Source Control Systems provide mechanisms for keeping track of every change to your application source code. Identifying which changes have been deployed to which environments is either managed by deployment tooling, manual process, or in many cases, not managed at all. In today’s world of regulations and audits, leaving this unmanaged in not an option. Among other things, auditors will require reconciliation of what the source code changes were, who made them, and when they were deployed to production. Who made the source code changes, and when, is managed natively by the SCM, but when they were applied to production is not. Capturing which revisions of the source code are applied to which environment will need to be tracked by manual process or using other tooling.
Like any Application Release Automation (ARA) solution, FlexDeploy has features which allow you to build and deploy source code into environments, and maintains the metadata which can be used to satisfy internal and external auditors. The reconciliation between the SCM and ARA metadata is used to provide this information.
One technique for minimizing the effort in the reconciliation process is to store the ARA metadata in the SCM itself, making the reconciliation process even easier. In this blog I will highlight this technique using FlexDeploy and Subversion. The idea is that the source code for every build and deployment is recorded in Subversion using tags. Without automation in place, creating these tags would be an overhead and likely not worth the effort. And that is where FlexDeploy comes in.
Consider the following Subversion structure representing a Java application.
<Repo>/HumanResources/WorkBetterFaces/trunk/….
When we build the application FlexDeploy will version its EAR artifact (1.0, 1.1, 1.2 etc.). To associate the source code used to build that artifact we will tag the source code using the same versioning scheme.
<Repo>/HumanResources/WorkBetterFaces/tags/Builds/1.0/….
When we deploy to an environment we will tag the same source with a tag representing its version and the environment it was deployed to.
<Repo>/HumanResources/WorkBetterFaces/tags/Deployments/PROD/1.0/…
With this tagging scheme we have full lineage of the source code (for every commit) across the build and deployment lifecycle. It is easy to answer questions such as “What version of the source code is deployed to production?” and “Does the source code in UAT match that of Production?”. And these questions can be answered within the SCM itself.

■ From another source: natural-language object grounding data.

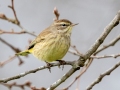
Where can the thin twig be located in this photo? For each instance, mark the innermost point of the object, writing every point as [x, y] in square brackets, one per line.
[80, 62]
[55, 11]
[77, 51]
[14, 12]
[7, 61]
[34, 70]
[108, 72]
[112, 43]
[16, 50]
[14, 84]
[81, 73]
[106, 56]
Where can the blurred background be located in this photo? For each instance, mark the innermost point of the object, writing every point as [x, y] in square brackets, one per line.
[36, 15]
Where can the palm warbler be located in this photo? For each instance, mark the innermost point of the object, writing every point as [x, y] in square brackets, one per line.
[52, 43]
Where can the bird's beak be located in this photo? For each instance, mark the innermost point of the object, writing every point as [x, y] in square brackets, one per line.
[75, 24]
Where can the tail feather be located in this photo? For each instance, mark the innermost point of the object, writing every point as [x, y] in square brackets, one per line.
[23, 53]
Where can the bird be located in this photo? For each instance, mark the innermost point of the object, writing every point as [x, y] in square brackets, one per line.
[52, 43]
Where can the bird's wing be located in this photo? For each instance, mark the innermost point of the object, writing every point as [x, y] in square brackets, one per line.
[42, 36]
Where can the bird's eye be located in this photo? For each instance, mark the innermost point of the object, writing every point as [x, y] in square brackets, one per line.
[63, 24]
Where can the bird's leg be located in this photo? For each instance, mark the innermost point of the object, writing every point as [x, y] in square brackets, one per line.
[49, 66]
[62, 62]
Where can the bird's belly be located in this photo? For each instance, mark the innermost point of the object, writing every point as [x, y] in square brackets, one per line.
[51, 50]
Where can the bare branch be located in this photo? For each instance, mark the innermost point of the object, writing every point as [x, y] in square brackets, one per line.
[12, 7]
[4, 17]
[7, 61]
[84, 69]
[112, 43]
[34, 70]
[14, 84]
[79, 63]
[108, 72]
[34, 88]
[13, 32]
[55, 11]
[106, 56]
[16, 50]
[77, 51]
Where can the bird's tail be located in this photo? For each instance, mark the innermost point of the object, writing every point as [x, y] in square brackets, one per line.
[23, 53]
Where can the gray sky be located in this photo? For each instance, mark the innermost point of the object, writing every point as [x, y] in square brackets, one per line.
[36, 15]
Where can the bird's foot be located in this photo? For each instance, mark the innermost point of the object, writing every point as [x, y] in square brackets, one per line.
[49, 66]
[62, 62]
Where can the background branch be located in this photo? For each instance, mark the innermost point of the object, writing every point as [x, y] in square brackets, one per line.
[79, 63]
[108, 72]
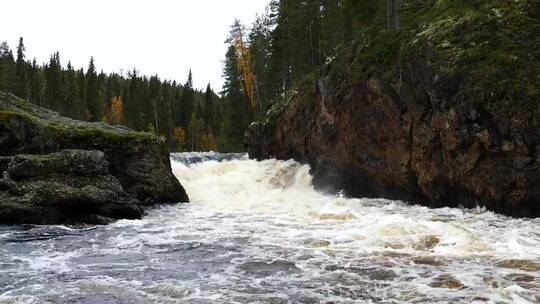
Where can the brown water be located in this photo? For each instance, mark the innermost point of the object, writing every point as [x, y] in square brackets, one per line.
[257, 232]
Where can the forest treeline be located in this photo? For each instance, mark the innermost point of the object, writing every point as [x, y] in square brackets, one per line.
[191, 120]
[289, 44]
[285, 47]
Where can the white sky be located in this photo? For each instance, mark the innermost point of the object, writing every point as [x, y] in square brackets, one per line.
[164, 37]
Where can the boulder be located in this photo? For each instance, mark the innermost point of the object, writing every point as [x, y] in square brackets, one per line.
[56, 170]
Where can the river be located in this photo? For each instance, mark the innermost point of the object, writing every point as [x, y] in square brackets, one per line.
[257, 232]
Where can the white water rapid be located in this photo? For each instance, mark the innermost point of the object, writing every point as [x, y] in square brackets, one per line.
[257, 232]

Depending on the size of the release and the number of applications/projects involved, the number of builds and deployments across all environments can easily grow into the hundreds. So it’s quite obvious that we wouldn’t want to create these tags manually with every single build and deployment. Using FlexDeploy we can create these tags systematically with simple project configuration and two workflow steps (one in the build workflow, and one in the deploy workflow).

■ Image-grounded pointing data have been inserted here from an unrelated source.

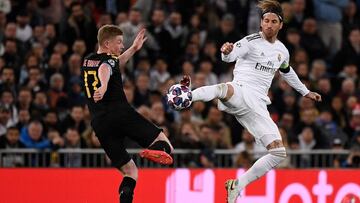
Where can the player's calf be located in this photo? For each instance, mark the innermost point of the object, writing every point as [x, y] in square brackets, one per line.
[126, 189]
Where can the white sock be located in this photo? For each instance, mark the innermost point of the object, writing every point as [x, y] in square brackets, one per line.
[262, 166]
[208, 93]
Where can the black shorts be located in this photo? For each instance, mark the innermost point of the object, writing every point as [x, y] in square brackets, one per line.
[117, 122]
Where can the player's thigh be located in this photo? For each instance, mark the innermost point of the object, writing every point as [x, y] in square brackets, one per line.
[261, 126]
[140, 129]
[112, 142]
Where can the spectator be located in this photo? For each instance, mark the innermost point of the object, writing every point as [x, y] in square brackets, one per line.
[79, 25]
[5, 119]
[349, 53]
[8, 80]
[329, 16]
[12, 141]
[311, 41]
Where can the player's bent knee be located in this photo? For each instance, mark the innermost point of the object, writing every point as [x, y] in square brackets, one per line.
[230, 91]
[130, 170]
[279, 152]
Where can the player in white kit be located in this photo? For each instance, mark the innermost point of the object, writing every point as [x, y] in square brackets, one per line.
[258, 57]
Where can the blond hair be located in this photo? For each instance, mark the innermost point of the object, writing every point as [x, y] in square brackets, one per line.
[107, 32]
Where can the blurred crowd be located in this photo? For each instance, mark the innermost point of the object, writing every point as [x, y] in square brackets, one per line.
[43, 42]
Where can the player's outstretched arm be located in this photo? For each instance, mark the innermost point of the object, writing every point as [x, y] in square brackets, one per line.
[231, 52]
[136, 46]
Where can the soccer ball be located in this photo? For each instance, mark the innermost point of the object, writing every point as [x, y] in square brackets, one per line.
[179, 97]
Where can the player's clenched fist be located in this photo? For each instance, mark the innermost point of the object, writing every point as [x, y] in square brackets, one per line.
[227, 48]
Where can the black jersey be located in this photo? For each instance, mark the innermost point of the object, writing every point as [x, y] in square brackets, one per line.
[91, 82]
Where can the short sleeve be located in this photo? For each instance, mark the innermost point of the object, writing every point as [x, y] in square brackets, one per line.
[110, 64]
[241, 48]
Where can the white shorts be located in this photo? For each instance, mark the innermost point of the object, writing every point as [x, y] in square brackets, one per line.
[251, 112]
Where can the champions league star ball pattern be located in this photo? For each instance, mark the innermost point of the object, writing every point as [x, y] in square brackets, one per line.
[179, 97]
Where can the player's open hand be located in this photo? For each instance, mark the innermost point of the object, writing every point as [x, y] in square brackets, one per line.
[99, 93]
[227, 48]
[140, 39]
[314, 96]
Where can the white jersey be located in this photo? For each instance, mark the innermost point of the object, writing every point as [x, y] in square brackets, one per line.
[257, 60]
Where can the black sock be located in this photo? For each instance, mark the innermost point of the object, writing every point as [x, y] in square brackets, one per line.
[126, 190]
[162, 146]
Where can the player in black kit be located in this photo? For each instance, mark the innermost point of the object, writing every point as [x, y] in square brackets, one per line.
[113, 118]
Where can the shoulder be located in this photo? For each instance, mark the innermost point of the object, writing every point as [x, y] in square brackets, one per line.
[253, 37]
[110, 59]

The project configuration is adjusted to account for the tagging scheme we will use during the build phase.
The build workflow simply uses the tagProjectSources operation from the Subverison plugin. This operation will use the Tag Path Script of the project (shown above) to generate the path used to tag the source code which we are building.
The deploy workflow uses the copy operation from the Subversion plugin to tag the source code during deployment.

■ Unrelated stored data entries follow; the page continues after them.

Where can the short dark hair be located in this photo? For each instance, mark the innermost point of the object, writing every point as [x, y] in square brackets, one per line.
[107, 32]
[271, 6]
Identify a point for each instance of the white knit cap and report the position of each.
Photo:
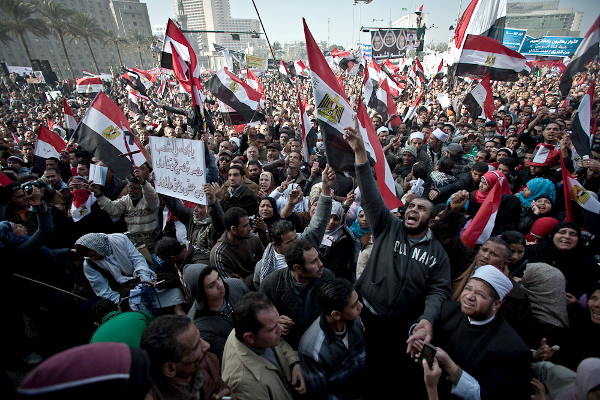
(440, 135)
(492, 275)
(416, 135)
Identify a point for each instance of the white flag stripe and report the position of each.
(239, 93)
(501, 61)
(45, 150)
(98, 122)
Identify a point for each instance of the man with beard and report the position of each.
(181, 365)
(403, 285)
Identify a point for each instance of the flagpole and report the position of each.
(264, 30)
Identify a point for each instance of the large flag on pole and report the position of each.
(69, 118)
(586, 52)
(482, 55)
(284, 73)
(48, 144)
(236, 94)
(88, 85)
(481, 226)
(479, 101)
(481, 17)
(306, 126)
(581, 135)
(574, 191)
(333, 111)
(105, 133)
(385, 179)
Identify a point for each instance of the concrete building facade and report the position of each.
(543, 18)
(121, 16)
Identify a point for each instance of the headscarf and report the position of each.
(275, 217)
(97, 242)
(541, 228)
(116, 369)
(332, 236)
(545, 287)
(492, 178)
(539, 187)
(7, 236)
(358, 230)
(588, 377)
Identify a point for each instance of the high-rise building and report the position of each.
(543, 18)
(123, 17)
(215, 15)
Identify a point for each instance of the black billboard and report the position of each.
(393, 43)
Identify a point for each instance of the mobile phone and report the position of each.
(427, 353)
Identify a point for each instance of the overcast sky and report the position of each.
(283, 18)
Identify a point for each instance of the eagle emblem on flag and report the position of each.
(111, 132)
(330, 108)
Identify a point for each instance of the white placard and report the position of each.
(98, 174)
(179, 168)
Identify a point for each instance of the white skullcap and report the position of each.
(492, 275)
(416, 135)
(440, 135)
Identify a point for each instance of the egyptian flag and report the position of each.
(581, 136)
(480, 227)
(482, 55)
(440, 72)
(105, 133)
(412, 111)
(69, 118)
(385, 179)
(301, 69)
(283, 72)
(483, 18)
(479, 101)
(586, 52)
(236, 94)
(306, 127)
(254, 83)
(574, 191)
(333, 111)
(136, 80)
(49, 144)
(88, 85)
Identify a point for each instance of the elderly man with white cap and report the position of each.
(481, 353)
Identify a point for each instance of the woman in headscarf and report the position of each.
(563, 250)
(97, 371)
(112, 265)
(337, 247)
(486, 184)
(545, 288)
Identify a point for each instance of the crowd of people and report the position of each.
(296, 281)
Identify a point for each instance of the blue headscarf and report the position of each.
(7, 236)
(356, 229)
(539, 187)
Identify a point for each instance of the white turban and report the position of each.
(440, 135)
(496, 279)
(416, 135)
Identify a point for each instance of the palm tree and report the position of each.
(113, 37)
(18, 18)
(88, 29)
(57, 19)
(140, 41)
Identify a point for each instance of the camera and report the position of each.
(28, 186)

The configuration of the copy step utilizes Groovy expressions and FlexDeploy Properties to perform the tagging operation. The available properties and their values can be viewed within the execution of the build and deploy workflows.
That’s all there is to it. I executed a few builds of the WorkBetter project and deployed them to DEV, QA, and PROD. Using the TortoiseSVN revision graph, we can visualize the lineage.
All of the tagging was managed automatically, making it repeatable and reliable, achieving source code lineage across the build and deployment lifecycle. Dread audits no more!